Beware of Saturated Fats
It is important that you limit the amount of saturated and trans fats you consume from your food. These spike cholesterol levels in the body thus, increasing the risk of coronary artery disease. So avoid or limit consumption of food such as red meat, dairy products and palm oil. These are rich in saturated fatty acids. To avoid trans fats, eat less of fast foods, bakery products, snacks, crackers, and margarines. Go for foods rich in healthy fats such as polyunsaturated and monounsaturated fats.
Eat Less Salt
Sodium is good for the body, but in petty amounts. High salt intake means high blood pressure, which eventually points out to heart conditions. When sodium starts accumulating in the blood, it attracts water which in turn, increases the blood volume. Now to keep this blood circulating through the blood vessels, the heart has to work harder thus, causing high blood pressure.
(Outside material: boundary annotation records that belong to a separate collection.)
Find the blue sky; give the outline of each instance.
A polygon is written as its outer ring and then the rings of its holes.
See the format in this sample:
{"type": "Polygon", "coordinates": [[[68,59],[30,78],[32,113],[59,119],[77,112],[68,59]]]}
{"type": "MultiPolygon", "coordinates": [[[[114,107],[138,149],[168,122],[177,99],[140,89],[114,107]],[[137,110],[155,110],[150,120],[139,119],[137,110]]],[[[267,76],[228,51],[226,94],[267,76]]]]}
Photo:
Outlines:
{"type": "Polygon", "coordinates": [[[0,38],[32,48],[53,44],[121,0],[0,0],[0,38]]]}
The recommended amount of sodium in the food per day must be less than 2300 milligrams.
Take the Right Medication
In most cases, heart diseases are also related to the use of drugs. So, it is important that you take medicines as prescribed by the doctors, or get them altered if necessary.
Moderate Alcohol
Drinking alcohol damages the body. In fact, some studies show that moderate consumption of red wine provides certain benefits to the heart. However, alcohol does not benefit the liver, which is responsible for filtering blood. The habit of drinking is similar to walking on thin ice. It is not difficult for anyone to step out of their limit. Alcohol is used and present in our society at almost every occasion. So make sure you stick to a light drink or you don't drink at all.
Manage Stress
Stress has also been known to be one of the common culprits of heart problems. Any stressful situation elevates blood pressure and this response takes its toll on the heart. So, keep yourself relaxed by practicing meditation, yoga, and other relaxation techniques.
To conclude, make a note of the above methods, and keep them handy in case you find it difficult to recall them. Take care!